430. Flatten a Multilevel Doubly Linked List

430. Flatten a Multilevel Doubly Linked List

You are given a doubly linked list, which contains nodes that have a next pointer, a previous pointer, and an additional child pointer. This child pointer may or may not point to a separate doubly linked list, also containing these special nodes. These child lists may have one or more children of their own, and so on, to produce a multilevel data structure as shown in the example below.

Given the head of the first level of the list, flatten the list so that all the nodes appear in a single-level, doubly linked list. Let curr be a node with a child list. The nodes in the child list should appear after curr and before curr.next in the flattened list.

Return the head of the flattened list. The nodes in the list must have all of their child pointers set to null.

 

Example 1:

Input: head = [1,2,3,4,5,6,null,null,null,7,8,9,10,null,null,11,12]
Output: [1,2,3,7,8,11,12,9,10,4,5,6]
Explanation: The multilevel linked list in the input is shown.
After flattening the multilevel linked list it becomes:

Example 2:

Input: head = [1,2,null,3]
Output: [1,3,2]
Explanation: The multilevel linked list in the input is shown.
After flattening the multilevel linked list it becomes:

Example 3:

Input: head = []
Output: []
Explanation: There could be empty list in the input.

 

Constraints:

  • The number of Nodes will not exceed 1000.
  • 1 <= Node.val <= 105

 

How the multilevel linked list is represented in test cases:

We use the multilevel linked list from Example 1 above:

 1---2---3---4---5---6--NULL
         |
         7---8---9---10--NULL
             |
             11--12--NULL

The serialization of each level is as follows:

[1,2,3,4,5,6,null]
[7,8,9,10,null]
[11,12,null]

To serialize all levels together, we will add nulls in each level to signify no node connects to the upper node of the previous level. The serialization becomes:

[1,    2,    3, 4, 5, 6, null]
             |
[null, null, 7,    8, 9, 10, null]
                   |
[            null, 11, 12, null]

Merging the serialization of each level and removing trailing nulls we obtain:

[1,2,3,4,5,6,null,null,null,7,8,9,10,null,null,11,12]

Problem Explanation

The goal is to flatten a multilevel doubly linked list. Each node has next, prev, and child pointers. The child pointer points to another doubly linked list, which might have its own child pointers. We need to flatten this structure into a single-level doubly linked list.

Approach

  1. Traverse the linked list using a pointer current.
  2. Whenever we encounter a node with a child, we need to:
    • Temporarily store the next node.
    • Flatten the child list recursively.
    • Insert the flattened child list between the current node and the next node.
    • Update all the necessary pointers (next and prev).
    • Ensure the child pointer is set to null.
  3. Continue this process until the entire list is flattened.

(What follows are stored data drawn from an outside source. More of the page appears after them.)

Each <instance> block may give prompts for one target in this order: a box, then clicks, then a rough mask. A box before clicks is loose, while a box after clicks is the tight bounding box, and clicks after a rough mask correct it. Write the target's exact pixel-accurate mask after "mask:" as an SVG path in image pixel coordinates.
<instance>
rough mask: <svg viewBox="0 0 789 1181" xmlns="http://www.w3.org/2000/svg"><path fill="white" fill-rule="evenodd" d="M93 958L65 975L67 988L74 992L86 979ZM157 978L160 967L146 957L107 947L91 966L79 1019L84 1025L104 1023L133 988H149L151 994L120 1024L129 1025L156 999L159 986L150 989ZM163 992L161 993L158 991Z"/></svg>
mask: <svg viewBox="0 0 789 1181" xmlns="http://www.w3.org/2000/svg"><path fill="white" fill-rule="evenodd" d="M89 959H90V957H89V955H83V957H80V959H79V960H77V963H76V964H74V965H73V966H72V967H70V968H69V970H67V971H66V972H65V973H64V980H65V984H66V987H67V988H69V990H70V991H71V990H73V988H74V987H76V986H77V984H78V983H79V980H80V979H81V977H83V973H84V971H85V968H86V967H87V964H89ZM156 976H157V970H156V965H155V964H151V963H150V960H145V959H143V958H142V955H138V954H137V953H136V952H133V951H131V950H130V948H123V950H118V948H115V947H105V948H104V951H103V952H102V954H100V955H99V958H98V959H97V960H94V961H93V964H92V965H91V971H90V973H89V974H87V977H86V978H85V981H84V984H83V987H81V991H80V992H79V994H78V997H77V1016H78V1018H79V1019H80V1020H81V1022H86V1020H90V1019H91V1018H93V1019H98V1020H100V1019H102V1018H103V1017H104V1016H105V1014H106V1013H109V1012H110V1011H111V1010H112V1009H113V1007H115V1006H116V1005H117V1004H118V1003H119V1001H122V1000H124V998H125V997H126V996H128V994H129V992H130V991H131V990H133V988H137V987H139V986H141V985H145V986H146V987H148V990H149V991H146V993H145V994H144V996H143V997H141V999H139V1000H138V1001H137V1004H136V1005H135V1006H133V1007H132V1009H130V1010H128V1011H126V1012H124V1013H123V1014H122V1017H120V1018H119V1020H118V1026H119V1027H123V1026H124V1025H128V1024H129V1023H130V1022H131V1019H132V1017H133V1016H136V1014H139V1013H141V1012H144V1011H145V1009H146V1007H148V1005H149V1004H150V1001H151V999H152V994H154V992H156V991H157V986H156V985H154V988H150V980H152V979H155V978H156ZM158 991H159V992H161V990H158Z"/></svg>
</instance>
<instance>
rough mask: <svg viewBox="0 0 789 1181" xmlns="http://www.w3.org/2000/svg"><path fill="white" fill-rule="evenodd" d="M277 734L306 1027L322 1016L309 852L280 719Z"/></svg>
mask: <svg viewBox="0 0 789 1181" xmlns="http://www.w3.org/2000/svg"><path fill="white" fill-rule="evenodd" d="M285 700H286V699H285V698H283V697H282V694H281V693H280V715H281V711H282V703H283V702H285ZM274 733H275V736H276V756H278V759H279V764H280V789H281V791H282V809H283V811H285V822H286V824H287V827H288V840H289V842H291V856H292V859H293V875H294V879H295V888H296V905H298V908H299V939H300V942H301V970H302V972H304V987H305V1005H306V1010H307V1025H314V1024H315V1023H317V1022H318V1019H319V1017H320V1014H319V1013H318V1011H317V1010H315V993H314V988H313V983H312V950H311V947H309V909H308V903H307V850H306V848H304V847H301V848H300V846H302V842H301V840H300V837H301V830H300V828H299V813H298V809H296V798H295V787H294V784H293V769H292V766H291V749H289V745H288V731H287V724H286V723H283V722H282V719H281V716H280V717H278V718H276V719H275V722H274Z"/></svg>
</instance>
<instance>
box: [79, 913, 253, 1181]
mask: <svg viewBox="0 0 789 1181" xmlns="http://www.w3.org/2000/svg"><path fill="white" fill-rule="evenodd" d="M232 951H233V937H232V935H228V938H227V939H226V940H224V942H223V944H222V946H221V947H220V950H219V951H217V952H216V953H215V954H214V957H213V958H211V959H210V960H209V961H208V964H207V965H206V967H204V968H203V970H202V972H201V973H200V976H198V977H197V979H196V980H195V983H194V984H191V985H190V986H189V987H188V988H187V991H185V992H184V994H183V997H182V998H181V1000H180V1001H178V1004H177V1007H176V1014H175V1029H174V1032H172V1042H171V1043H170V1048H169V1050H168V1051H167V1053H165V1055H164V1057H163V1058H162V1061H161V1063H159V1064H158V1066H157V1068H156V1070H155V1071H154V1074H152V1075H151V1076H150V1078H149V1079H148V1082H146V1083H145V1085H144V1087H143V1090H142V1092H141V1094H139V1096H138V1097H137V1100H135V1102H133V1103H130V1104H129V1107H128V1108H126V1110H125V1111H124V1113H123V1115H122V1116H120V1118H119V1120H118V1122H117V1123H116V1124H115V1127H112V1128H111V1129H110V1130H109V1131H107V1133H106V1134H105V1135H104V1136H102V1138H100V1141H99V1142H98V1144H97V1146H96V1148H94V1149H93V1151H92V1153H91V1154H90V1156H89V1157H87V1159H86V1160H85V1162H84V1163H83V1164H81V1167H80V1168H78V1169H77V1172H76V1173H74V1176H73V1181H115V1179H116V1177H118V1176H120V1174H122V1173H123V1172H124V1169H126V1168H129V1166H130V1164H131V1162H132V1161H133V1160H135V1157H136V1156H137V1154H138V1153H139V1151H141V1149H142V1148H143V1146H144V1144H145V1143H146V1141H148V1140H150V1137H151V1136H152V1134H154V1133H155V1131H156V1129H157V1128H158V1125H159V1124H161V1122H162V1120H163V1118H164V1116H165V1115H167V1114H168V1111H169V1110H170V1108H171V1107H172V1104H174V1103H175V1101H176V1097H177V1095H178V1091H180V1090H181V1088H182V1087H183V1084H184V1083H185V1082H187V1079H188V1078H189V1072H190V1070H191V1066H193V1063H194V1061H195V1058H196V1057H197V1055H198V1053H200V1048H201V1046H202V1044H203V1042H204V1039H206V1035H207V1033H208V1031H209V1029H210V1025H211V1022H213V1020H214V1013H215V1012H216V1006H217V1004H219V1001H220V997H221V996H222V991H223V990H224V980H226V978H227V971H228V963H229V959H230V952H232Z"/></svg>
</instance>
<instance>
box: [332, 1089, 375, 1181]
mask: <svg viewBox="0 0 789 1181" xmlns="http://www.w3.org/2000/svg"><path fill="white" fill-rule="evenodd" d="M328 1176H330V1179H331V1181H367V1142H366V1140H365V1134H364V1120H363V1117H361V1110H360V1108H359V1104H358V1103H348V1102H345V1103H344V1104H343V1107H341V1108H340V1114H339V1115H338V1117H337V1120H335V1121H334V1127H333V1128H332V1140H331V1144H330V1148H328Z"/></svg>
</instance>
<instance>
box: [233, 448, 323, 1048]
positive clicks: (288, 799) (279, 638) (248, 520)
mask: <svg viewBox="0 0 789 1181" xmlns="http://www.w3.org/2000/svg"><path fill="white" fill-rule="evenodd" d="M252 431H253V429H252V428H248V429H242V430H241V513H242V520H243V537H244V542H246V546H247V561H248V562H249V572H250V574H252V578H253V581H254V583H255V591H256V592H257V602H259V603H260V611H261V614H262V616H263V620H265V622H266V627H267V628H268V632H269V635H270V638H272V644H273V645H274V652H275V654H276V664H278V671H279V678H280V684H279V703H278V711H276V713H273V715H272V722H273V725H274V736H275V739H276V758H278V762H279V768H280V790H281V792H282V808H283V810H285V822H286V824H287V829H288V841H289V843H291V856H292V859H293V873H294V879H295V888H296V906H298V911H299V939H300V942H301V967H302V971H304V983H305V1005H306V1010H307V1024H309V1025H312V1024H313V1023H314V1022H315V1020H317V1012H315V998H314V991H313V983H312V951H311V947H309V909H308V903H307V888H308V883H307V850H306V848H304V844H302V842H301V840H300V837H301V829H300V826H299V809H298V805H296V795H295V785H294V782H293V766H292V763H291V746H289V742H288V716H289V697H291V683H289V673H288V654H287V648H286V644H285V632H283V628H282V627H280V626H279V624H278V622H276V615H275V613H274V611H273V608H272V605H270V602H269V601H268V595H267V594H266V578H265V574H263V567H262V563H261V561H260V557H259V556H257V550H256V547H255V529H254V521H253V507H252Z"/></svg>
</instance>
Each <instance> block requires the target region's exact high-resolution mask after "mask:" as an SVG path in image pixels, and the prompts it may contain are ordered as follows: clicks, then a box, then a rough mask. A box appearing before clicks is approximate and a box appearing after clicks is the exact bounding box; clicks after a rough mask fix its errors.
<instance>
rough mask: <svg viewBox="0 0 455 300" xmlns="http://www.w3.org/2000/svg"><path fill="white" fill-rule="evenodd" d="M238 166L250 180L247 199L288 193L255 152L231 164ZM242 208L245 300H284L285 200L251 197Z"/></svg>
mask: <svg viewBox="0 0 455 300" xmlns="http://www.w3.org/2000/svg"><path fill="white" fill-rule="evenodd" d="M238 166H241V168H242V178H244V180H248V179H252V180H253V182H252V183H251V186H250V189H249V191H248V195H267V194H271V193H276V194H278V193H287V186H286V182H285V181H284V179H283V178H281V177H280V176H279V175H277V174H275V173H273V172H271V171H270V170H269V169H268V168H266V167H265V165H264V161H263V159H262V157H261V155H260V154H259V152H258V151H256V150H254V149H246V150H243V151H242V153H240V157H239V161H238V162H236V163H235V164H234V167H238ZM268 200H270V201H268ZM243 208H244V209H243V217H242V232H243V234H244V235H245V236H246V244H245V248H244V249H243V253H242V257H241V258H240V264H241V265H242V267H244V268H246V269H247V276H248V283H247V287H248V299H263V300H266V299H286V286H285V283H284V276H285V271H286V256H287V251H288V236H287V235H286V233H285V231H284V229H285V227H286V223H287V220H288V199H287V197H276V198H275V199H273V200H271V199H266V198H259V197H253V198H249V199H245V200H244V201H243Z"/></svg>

Code with Detailed Comments

var flatten = function(head) {
    if (head === null) return null;

    // Start traversing from the head node
    let current = head;
    
    // Traverse the entire linked list
    while (current !== null) {
        // If the current node has a child, we need to flatten it
        if (current.child !== null) {
            // Store the next node temporarily
            let next = current.next;
            
            // Recursively flatten the child list
            let child = flatten(current.child);

            // Insert the flattened child list
            current.next = child;
            child.prev = current;
            
            // Find the tail of the flattened child list
            while (child.next !== null) {
                child = child.next;
            }

            // Connect the tail of the flattened child list to the next node
            if (next !== null) {
                next.prev = child;
            }
            child.next = next;
            
            // Remove the child pointer
            current.child = null;
        }
        
        // Move to the next node
        current = current.next;
    }
    
    return head;
};

Step-by-Step Explanation

  1. Initialization:
    • Check if head is null. If it is, return null immediately.
    • Initialize current to start from the head node.
  2. Traversal:
    • Use a while loop to traverse the entire linked list.
  3. Handling the child:
    • If current has a child, perform the following steps:
      • Temporarily store the next node (current.next).
      • Recursively flatten the child list by calling flatten(current.child).
      • Insert the flattened child list between the current node and the next node:
        • Set current.next to the head of the flattened child list.
        • Update the prev pointer of the flattened child list head to point to current.
      • Find the tail of the flattened child list by iterating through it until child.next is null.
      • Connect the tail of the flattened child list to the next node:
        • Set next.prev to the tail of the flattened child list (if next is not null).
        • Set the next pointer of the tail of the flattened child list to next.
      • Set current.child to null as it is now flattened and integrated into the main list.
  4. Continue Traversal:
    • Move current to the next node (current.next) and repeat the process until the end of the list is reached.

Complexity Analysis

  • Time Complexity: O(n), where n is the total number of nodes in the list. Each node is processed once, and the child lists are flattened and inserted in linear time.
  • Space Complexity: O(d), where d is the maximum depth of the multilevel list. This space is used by the recursion stack due to the depth-first search approach.

This approach ensures that all pointers are correctly updated, maintaining the doubly linked structure while flattening the multilevel list into a single-level list.